The American Hardwood Export Council (AHEC) is one organization that many people, interviewed during the course of this study, regard as being highly successful in promoting timber in Europe and which has increased the market share of American hardwoods considerably over the last few years. In many cases this has been at the expense of other timber species. The AHEC has also undoubtedly benefited from the change in fashion within Europe to lighter coloured timbers, which has favoured many of the species imported from America. The Malaysian Timber Council (MTC) has also undertaken promotional campaigns to promote Malaysian species. They commented that early attempts to introduce `lesser' known species by promoting them under umbrella names, for instance grouping species together under the title `red merantis', failed as end users became disappointed in the variability in properties.

A recent study by the Belgium Timber Importers Association was carried out to ascertain how people were influenced in their decision to choose different building materials. They found that approximately half had already made up their minds about what they were going to buy while the remaining proportion were influenced by building merchants and architects. This highlights two areas where promotional campaigns/literature should be concentrated - education of and information for (1) building merchants; and (2) architects. On the positive side the survey also indicated that the end users thought that wood had a very good `environmental image' compared to alternative materials - again this is something that the industry is just starting to promote more effectively.

The Belgium Timber Importers Association survey found that the major reason end users were reluctant to use wood was the perception that it was a very high maintenance material. This objection (to maintenance) was reported to represent the single most important argument to decide to purchase PVC joinery for new buildings. Solutions to this situation were suggested as, the development and promotion of high quality coatings for timber, "combined with guarantees of maintenance free sales-terms". In the United Kingdom the environmental pressure group, Greenpeace, mounted a campaign to look at the issues surrounding the use of PVC windows - not just the short-term cost but also looking at the long-term environmental, maintenance and disposal issues. They recommend the use of timber for windows, as it is repairable, adaptable and durable. TRADA in the United Kingdom, amongst others, have also been working for several years to improve the design and quality of timber windows, coatings and finishes and to encourage good working practices to promote the product.

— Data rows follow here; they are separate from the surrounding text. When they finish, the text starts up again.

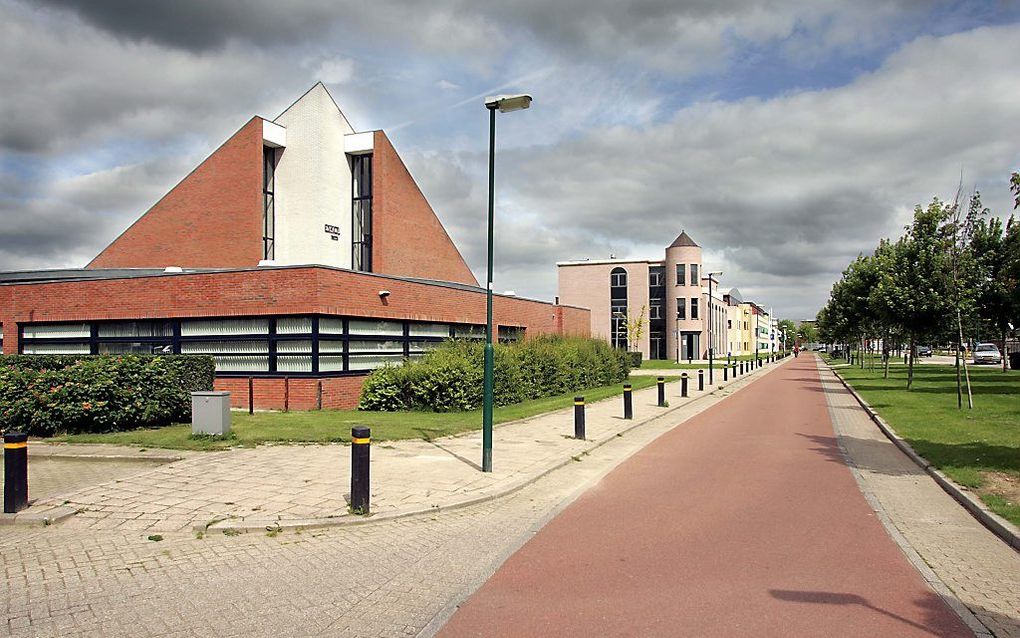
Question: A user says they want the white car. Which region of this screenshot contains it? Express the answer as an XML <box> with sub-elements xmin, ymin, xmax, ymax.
<box><xmin>974</xmin><ymin>343</ymin><xmax>1003</xmax><ymax>364</ymax></box>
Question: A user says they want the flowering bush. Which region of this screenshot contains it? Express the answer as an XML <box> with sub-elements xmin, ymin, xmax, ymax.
<box><xmin>0</xmin><ymin>354</ymin><xmax>215</xmax><ymax>436</ymax></box>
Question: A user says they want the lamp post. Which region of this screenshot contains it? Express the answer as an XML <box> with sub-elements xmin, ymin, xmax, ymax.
<box><xmin>481</xmin><ymin>94</ymin><xmax>531</xmax><ymax>472</ymax></box>
<box><xmin>706</xmin><ymin>271</ymin><xmax>722</xmax><ymax>385</ymax></box>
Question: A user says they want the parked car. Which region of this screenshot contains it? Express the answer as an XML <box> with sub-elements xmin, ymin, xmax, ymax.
<box><xmin>974</xmin><ymin>343</ymin><xmax>1003</xmax><ymax>364</ymax></box>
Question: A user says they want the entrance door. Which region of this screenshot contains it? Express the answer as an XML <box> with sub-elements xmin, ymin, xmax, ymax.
<box><xmin>680</xmin><ymin>333</ymin><xmax>701</xmax><ymax>360</ymax></box>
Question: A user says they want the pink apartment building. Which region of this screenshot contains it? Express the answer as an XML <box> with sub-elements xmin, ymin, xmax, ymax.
<box><xmin>556</xmin><ymin>232</ymin><xmax>727</xmax><ymax>359</ymax></box>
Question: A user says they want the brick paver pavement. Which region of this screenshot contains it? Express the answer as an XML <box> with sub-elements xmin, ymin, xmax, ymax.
<box><xmin>0</xmin><ymin>363</ymin><xmax>767</xmax><ymax>637</ymax></box>
<box><xmin>25</xmin><ymin>367</ymin><xmax>770</xmax><ymax>532</ymax></box>
<box><xmin>819</xmin><ymin>355</ymin><xmax>1020</xmax><ymax>638</ymax></box>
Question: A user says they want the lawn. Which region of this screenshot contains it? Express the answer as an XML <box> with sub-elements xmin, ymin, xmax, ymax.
<box><xmin>838</xmin><ymin>363</ymin><xmax>1020</xmax><ymax>525</ymax></box>
<box><xmin>47</xmin><ymin>377</ymin><xmax>676</xmax><ymax>450</ymax></box>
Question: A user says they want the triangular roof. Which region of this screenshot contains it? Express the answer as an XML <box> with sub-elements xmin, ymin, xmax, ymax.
<box><xmin>669</xmin><ymin>231</ymin><xmax>701</xmax><ymax>248</ymax></box>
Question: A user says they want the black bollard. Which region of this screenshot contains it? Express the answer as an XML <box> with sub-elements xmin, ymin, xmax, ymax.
<box><xmin>574</xmin><ymin>396</ymin><xmax>584</xmax><ymax>441</ymax></box>
<box><xmin>351</xmin><ymin>426</ymin><xmax>372</xmax><ymax>516</ymax></box>
<box><xmin>3</xmin><ymin>432</ymin><xmax>29</xmax><ymax>513</ymax></box>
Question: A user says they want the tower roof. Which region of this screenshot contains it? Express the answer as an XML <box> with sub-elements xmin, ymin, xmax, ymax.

The environmental perceptions that surround a product should be taken into account with promotional campaigns. A strong desire is emerging in some European countries to `go back to nature' which ultimately drives consumers to purchase responsibly produced natural products. While this is generally good news for timber products, and despite the efforts by the timber industry to inform the public, tropical timber remains generally perceived as the symbol for destruction of tropical rainforests. Certification of forest products may go some way to address this issue.

Views of people contacted during this study on the issue of certification of tropical timbers and its importance to the promotion of tropical products in the future differed. Generally, it was perceived that certification of tropical timbers was a minor issue - except in the United Kingdom. The United Kingdom was regarded by people both within and outside of the United Kingdom to be a special case for certification of products and for it to be a more important issue, in certain markets, than in other countries. The most common reason for this was not the greater environmental consciousness of the buying public (although environmentalist campaigns have been highly successful) but the demand being generated at corporate level with the introduction of `green' timber buying polices by large DIY outlets for promotional reasons. It should be noted however that the appeal of product based certification schemes (such as FSC) is considerably less outside the retail sector - notably in the construction sector. In the construction sector price and availability remain the overwhelmingly dominant factors in determining the buying decisions of this sector.

A consumer survey (Pajari et al., 1999) of people's willingness to pay more for a product made from wood produced from a sustainable forest management system, (SFM-wood), i.e. certified timber, was conducted in 1998. The survey found that 43 percent of people in the main European markets (defined as Germany, France, Italy and the United Kingdom) were not willing to pay more for SFM-wood while 57 percent stated that they were. This survey found that the willingness to pay more varies with country, Germany (66 percent), France (51 percent), Italy (58 percent) and the United Kingdom (42 percent). Willingness to pay was also found to be dependent on age group (those over 60 being rather unwilling to pay more) and social class, but no difference was found between the responses of men and women.

Feed back during fieldwork for this study indicated that targeting architects in promotional campaigns was where current and future promotional efforts would be concentrated by a number of different companies and federations. Increasing awareness amongst this group is seen as a prime way of increasing demand for, not only tropical timbers, but also timber products in general. A campaign of this nature is currently under way in the United Kingdom.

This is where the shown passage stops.